André Diniz: "Sabia que a história se repete, mas ver acontecer na prática é assustador"
Autor brasileiro apresenta "A revolta da vacina", este fim de semana no Amadora BD 2021.
Corpo do artigo
André Diniz, autor de banda desenhada brasileiro, vai passar pelo Amadora BD para apresentar "A revolta da vacina".
Trata-se de uma banda desenhada sobre a epidemia de varíola que afetou o Brasil em 1904 e levou mesmo à vacinação compulsiva, à necessidade de ter um certificado de vacinação para aceder a locais públicos e a uma revolta popular contra as forças da ordem.
Natural do Rio de Janeiro, onde nasceu em 1975, mas a residir em Portugal desde 2017, contou ao Jornal de Notícias que o tema lhe foi sugerido "em 2007 por Alexandre Linares, o meu editor na época". Na altura, o projeto não avançou, mas "como já tinha pesquisado sobre o tema e imaginado o protagonista, segui em frente, por conta própria".
Documentar-se sobre a época não foi difícil. "A Internet, não sendo como hoje, já foi fundamental e a pesquisa de imagens de época foi fácil, pois já era colecionador de livros de fotografia sobre o Rio de Janeiro antigo, um período visualmente fascinante."

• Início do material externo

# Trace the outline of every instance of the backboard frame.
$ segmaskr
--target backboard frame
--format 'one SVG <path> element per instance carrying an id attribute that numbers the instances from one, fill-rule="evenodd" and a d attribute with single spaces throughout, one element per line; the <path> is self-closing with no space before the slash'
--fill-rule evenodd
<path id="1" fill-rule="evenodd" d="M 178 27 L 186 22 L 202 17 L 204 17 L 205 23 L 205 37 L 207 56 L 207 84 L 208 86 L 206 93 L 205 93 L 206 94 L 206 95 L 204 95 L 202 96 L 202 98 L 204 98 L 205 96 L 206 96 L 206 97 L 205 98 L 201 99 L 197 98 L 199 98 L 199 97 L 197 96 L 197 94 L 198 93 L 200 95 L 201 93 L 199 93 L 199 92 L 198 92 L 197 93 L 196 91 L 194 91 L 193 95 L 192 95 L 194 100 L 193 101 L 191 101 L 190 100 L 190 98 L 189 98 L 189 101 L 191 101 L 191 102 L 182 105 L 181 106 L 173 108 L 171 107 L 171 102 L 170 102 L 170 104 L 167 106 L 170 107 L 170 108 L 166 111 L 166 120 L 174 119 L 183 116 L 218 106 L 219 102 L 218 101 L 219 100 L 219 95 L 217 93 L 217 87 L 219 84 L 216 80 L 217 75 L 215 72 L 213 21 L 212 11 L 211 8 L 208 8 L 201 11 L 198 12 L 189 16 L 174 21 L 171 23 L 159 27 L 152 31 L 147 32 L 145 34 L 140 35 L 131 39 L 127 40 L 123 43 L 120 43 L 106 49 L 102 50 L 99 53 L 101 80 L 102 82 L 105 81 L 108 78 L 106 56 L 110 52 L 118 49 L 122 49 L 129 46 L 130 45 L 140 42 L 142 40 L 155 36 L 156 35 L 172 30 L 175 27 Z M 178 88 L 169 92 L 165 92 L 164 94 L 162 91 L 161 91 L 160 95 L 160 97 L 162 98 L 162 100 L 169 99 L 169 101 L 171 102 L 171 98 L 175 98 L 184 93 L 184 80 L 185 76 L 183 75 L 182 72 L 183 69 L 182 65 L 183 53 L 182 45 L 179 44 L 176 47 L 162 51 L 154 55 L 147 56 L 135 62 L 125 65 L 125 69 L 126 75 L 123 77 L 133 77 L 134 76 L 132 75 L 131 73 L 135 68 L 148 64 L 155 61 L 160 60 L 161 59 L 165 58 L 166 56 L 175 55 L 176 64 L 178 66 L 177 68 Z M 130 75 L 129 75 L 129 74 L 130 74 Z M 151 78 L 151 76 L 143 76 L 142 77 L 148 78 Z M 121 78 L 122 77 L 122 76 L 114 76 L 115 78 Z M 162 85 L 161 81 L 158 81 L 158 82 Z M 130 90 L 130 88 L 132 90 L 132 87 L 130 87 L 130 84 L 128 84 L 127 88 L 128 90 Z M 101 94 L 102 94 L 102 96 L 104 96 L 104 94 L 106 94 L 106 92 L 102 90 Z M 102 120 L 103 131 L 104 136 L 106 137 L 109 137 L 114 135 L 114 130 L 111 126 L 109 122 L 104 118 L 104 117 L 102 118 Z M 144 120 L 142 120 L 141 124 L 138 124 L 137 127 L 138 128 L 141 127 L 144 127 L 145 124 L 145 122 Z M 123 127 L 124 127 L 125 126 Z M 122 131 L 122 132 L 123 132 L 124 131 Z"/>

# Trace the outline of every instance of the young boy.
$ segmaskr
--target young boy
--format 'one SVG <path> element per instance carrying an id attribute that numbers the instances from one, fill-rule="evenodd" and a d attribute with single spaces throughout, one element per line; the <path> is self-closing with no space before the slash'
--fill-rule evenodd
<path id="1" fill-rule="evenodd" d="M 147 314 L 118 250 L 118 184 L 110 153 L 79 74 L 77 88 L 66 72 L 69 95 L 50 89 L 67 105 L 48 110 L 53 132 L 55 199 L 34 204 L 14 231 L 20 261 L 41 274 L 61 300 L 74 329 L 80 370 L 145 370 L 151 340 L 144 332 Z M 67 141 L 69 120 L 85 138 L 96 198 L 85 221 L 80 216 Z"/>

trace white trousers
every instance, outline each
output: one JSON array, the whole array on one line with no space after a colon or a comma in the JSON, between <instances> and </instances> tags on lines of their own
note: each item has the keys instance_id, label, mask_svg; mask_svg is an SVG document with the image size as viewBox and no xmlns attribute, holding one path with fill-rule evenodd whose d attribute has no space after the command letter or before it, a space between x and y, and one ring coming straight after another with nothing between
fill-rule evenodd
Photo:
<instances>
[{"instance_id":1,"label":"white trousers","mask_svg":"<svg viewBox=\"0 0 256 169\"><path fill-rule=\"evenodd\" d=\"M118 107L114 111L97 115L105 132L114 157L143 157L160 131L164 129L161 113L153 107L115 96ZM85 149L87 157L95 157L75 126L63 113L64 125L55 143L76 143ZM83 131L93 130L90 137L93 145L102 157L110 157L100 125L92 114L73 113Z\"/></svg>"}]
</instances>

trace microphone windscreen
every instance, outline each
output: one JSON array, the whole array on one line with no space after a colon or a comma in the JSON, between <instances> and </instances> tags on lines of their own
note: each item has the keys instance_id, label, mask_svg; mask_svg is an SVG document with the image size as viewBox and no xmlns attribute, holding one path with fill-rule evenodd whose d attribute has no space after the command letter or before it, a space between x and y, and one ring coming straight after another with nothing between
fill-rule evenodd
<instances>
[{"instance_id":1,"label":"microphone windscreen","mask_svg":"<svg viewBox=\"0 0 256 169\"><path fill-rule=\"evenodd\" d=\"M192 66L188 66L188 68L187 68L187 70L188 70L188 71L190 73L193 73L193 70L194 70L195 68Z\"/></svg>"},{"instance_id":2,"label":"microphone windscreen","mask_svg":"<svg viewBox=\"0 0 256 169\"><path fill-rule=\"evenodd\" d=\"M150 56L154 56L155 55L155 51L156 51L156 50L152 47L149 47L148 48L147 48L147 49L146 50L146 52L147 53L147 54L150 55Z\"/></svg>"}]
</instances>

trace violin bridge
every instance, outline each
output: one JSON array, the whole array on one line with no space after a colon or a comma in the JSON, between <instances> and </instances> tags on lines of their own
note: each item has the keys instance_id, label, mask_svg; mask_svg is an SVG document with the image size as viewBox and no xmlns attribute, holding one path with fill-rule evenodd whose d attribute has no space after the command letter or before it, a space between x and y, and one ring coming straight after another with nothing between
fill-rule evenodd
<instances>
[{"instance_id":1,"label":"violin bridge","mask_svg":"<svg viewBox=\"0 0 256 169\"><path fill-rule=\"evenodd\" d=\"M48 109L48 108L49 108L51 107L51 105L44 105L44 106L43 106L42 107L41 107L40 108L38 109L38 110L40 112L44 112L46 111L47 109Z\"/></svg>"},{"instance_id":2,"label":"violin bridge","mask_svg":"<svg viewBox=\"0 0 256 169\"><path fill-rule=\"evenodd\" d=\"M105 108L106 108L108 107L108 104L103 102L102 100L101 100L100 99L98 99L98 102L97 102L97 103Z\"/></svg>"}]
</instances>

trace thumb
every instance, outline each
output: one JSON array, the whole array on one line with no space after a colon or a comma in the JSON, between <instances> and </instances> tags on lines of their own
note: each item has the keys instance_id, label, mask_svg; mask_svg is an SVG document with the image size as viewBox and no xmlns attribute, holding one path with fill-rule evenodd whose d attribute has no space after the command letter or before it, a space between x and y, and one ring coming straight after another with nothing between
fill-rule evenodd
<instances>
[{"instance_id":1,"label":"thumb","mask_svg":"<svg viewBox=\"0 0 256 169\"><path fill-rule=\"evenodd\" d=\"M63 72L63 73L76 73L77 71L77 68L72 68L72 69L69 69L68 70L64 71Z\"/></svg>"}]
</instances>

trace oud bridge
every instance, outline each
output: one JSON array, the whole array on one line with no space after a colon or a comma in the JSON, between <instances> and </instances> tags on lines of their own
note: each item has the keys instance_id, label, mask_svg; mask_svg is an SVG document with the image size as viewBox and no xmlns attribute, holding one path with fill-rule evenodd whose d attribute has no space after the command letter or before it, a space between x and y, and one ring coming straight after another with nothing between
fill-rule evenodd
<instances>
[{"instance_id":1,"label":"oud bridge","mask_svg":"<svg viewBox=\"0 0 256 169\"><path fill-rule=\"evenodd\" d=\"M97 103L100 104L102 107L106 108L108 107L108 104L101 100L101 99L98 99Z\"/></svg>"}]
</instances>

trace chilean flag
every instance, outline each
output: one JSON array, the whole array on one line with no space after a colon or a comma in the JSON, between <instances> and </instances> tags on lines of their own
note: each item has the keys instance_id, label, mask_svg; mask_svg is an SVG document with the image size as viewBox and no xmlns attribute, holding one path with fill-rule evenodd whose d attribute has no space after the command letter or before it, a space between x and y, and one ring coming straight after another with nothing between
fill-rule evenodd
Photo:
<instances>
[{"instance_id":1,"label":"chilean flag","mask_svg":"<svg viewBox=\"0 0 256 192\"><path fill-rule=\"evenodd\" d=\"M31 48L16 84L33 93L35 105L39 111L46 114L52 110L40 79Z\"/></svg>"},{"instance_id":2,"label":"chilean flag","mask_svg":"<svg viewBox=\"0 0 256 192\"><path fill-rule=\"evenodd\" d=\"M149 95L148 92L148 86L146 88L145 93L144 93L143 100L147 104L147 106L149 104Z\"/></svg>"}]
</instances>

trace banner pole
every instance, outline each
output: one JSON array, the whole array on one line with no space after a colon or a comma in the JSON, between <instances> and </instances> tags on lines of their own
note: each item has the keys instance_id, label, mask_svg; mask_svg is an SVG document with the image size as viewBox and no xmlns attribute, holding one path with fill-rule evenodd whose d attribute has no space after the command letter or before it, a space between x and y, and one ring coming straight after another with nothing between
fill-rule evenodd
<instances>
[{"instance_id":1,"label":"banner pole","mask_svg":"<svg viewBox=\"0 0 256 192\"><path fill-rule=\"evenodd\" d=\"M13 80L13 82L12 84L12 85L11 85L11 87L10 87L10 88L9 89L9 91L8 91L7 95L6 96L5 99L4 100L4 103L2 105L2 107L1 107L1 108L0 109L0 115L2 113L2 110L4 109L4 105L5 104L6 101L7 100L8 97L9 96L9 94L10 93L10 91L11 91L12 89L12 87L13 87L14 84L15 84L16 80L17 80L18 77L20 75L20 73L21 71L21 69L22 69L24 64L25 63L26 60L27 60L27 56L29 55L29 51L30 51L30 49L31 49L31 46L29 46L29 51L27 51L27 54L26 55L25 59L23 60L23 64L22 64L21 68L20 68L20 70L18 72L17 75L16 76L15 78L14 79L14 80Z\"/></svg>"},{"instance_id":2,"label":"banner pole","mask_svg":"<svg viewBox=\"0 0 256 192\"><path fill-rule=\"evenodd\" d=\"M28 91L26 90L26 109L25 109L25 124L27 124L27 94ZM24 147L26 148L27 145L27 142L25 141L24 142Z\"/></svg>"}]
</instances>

André Diniz revela que "esta foi a minha BD com o caminho mais longo: entre a ideia inicial e a presente edição, escrevi diversas versões do argumento, fiz muitas modificações, tentei afastar-me do protagonista". A figura principal de "A revolta da vacina" é Zelito, um jovem recém-chegado do interior que quer ser desenhador de imprensa. Conciliar "uma história e cenários reais com o protagonista fictício, com uma história própria também criada por mim, foi um desafio". Por isso, a versão agora editada é a terceira que o autor escreveu e desenhou.
Dados dias que se vivem, é inevitável querer traçar um paralelismo entre a epidemia de 1904 e a covid-19, e André Diniz contou ao JN que a nova edição "foi claramente motivada pela situação atual. Não 'só' pela pandemia, mas também pelo momento político no mínimo absurdo que o Brasil atravessa". E acrescenta: "A primeira versão do argumento foi escrita há mais de dez anos, era uma BD sobre História e passado. De repente, tornou-se atual". E admite: "Já sabia que a história se repete, mas ver acontecer na prática é assustador".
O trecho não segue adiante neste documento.